OPINION: A passer-by happens upon a drunk searching for a lost wallet under a streetlight. With nothing in plain sight, the passer-by asks “Where did you drop your wallet?”. “Over there,” gestures the drunk across the street, “but I’m looking here because this is where the light is.”

We often look for answers in the easiest place and not necessarily where the answer is to be found. As marketing moves from subjective art toward objective, data-driven science, are we seeing the emergence of a streetlight effect?

Are even the very best big-data driven practises guilty of asking the wrong questions of the wrong data?

Wrong from the start

Most companies turn to analytics when early growth starts to slow. The familiar refrain, “Let’s make better use of our existing data”, heralds the onset of maturity, This when the early days of triple and double-digit growth are well and truly past.

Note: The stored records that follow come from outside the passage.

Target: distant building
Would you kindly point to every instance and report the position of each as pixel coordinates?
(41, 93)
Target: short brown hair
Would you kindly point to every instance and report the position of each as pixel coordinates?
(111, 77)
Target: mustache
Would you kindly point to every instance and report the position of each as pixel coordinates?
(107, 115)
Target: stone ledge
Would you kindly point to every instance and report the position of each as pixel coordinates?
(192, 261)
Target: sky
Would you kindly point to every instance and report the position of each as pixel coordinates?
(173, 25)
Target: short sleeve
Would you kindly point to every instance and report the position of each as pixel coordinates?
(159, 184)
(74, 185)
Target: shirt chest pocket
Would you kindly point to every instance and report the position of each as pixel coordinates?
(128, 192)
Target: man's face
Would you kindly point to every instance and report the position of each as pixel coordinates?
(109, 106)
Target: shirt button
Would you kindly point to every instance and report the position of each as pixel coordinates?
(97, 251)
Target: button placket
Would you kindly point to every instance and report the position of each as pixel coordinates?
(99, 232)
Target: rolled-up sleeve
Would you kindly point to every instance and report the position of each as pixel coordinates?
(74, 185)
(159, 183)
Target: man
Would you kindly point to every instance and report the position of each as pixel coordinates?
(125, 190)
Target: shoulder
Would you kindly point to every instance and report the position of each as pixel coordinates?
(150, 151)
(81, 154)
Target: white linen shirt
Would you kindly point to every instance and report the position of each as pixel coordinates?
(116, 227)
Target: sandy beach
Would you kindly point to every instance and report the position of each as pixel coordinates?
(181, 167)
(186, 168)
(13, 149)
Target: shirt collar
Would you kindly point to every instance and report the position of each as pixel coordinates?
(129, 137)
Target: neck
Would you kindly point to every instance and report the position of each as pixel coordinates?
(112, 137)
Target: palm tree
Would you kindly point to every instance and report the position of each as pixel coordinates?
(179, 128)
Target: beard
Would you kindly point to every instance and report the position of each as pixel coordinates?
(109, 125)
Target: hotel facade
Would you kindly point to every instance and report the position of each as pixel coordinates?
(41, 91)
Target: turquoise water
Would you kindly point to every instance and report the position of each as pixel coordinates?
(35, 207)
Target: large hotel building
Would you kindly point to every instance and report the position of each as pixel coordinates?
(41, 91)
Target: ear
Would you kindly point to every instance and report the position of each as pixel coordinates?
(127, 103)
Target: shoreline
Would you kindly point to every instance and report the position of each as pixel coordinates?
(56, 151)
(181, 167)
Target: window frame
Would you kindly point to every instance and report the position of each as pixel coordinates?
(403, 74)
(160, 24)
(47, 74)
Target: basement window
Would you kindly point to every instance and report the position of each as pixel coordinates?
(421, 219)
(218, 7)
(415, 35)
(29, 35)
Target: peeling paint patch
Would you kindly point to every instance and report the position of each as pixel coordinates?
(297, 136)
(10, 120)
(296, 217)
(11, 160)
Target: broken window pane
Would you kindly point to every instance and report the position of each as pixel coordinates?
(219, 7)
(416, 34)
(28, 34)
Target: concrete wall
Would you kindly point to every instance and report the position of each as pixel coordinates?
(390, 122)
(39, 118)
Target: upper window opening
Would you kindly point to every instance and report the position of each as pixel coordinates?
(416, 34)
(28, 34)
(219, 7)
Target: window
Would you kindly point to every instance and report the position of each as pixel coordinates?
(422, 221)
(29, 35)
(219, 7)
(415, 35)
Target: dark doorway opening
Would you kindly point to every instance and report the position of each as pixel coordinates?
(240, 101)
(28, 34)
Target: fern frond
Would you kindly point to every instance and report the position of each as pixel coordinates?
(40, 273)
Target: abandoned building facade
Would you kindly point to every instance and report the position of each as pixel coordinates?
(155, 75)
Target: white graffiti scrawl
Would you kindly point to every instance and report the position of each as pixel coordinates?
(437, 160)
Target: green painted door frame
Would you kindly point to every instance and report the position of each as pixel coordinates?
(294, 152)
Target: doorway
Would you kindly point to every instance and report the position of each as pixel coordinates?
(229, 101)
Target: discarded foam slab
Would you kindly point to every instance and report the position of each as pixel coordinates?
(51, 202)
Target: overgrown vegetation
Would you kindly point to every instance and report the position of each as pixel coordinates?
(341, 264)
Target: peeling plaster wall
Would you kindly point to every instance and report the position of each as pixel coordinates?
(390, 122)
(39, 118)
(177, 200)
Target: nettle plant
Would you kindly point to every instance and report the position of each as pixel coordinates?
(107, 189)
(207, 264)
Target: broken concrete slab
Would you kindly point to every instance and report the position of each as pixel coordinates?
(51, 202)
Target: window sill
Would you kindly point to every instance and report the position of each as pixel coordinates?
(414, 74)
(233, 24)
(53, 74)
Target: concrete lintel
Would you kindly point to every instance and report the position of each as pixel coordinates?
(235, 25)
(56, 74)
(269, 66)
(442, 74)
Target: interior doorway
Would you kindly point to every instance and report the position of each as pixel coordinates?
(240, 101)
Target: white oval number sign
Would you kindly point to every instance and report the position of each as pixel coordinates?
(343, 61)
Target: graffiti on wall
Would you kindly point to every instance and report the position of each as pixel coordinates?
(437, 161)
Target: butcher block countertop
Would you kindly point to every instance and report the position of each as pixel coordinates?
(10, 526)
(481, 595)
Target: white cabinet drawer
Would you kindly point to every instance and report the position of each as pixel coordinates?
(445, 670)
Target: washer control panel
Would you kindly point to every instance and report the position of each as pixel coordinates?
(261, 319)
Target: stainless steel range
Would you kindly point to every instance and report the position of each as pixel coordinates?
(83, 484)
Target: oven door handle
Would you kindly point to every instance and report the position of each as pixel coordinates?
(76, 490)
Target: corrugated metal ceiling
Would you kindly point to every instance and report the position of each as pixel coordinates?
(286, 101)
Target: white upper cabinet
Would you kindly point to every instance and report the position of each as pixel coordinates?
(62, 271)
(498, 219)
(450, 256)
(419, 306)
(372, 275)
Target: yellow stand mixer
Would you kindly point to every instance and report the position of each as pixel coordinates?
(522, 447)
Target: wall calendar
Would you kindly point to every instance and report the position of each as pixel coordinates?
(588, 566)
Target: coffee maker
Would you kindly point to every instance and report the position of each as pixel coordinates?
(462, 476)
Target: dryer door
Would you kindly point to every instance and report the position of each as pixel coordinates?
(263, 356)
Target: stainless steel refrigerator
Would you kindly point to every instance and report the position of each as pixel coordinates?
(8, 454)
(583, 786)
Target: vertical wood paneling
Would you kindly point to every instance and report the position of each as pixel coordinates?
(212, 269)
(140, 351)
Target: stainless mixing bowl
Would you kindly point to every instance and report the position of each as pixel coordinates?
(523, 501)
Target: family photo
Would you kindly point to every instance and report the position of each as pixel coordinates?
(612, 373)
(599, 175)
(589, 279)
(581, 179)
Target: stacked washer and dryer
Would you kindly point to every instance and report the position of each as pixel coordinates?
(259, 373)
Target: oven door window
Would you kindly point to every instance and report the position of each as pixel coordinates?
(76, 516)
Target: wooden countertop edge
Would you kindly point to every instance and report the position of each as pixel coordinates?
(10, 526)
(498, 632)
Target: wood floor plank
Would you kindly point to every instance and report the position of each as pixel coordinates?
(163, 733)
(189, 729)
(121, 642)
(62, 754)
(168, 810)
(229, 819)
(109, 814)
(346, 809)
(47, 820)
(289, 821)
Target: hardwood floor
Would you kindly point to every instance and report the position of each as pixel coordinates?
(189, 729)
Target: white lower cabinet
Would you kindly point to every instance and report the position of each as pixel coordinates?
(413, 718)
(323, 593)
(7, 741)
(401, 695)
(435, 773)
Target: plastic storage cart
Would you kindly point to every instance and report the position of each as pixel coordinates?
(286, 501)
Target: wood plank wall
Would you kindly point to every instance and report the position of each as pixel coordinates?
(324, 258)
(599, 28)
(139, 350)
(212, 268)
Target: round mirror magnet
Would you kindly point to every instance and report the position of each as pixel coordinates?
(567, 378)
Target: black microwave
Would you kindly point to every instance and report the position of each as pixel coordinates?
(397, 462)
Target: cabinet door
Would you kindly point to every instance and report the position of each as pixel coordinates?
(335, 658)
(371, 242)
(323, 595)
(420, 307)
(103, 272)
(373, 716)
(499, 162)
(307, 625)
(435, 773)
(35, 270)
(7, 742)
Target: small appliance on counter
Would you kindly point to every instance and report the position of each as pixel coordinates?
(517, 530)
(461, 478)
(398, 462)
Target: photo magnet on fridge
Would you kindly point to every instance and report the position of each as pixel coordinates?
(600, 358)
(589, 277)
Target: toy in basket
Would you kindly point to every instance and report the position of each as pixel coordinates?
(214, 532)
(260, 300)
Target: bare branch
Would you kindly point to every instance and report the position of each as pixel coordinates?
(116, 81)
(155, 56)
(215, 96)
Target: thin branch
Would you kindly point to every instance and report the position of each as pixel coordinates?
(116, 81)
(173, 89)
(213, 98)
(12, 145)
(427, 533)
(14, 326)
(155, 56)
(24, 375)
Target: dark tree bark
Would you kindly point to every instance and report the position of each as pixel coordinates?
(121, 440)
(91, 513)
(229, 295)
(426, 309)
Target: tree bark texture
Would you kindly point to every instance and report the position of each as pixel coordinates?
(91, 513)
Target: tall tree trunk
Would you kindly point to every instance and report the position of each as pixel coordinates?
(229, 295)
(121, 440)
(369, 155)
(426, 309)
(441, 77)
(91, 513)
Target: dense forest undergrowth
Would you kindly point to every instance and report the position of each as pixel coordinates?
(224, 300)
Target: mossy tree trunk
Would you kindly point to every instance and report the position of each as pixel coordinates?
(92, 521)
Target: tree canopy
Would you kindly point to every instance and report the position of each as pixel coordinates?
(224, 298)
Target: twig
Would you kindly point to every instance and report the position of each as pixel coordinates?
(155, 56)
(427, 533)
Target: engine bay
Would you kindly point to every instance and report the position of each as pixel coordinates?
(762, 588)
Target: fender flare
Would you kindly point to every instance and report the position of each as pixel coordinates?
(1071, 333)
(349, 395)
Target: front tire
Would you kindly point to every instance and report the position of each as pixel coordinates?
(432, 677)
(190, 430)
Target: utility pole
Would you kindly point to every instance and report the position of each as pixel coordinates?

Initial questions asked of big data are typically, “Who are our best customers?” and “Which products are most profitable?”

It soon becomes clear that performance differs by region, season and a host of other factors. So, it’s not long before we want to know, “How do quarterly sales in region A compare with region B, on products X, Y, and Z?”

Next comes propensity to respond (PTR) modelling, used to classify prospects for acquisition, cross sell, churn, or fraud. Where they exist, single customer views enable an entire family of PTR models used to determine next best actions.

Competing marketing priorities soon warrant marketing mix modelling, to estimate the value of advertising spends across different channels. This naturally leads to attribution modelling, to estimate how each channel contributes to the final sale.

The current holy grail of big-data driven marketing is to offer in real time the most likely product, at the most likely price, to the most likely customer, at the most likely time, via the most likely channel.

The past doesn’t always help predict the future

But does big data and analysis make sense in the first place?

Like the drunk under the streetlight, have we been seduced into looking for the answers where it is easiest? Namely, in the data we gathered from past sales to previous customers.

Is this relevant for understanding future sales to future customers?

Nothing in the customer data gathered, or in the way it is presently being analysed, addresses the fundamental consumer desire. This to find the best available combination of price and product at the lowest search cost.

All that segmenting and clustering and PTR scoring leaves our future consumers cold, stranded, outnumbered – feeling besieged and beset upon.

Consumers are bounded rational humans optimised over generations for “fight or flight” and not for solving the multidimensional optimisation problem that is rational consumer choice.

Tasked with buying a car, my siblings, with common genetic and environmental influences, will likely arrive at different consumption choices to mine.

If those closest to me exhibit different preferences, then why are these “previous customer” strangers with no common nature or nurture to me being used to suggest products for me?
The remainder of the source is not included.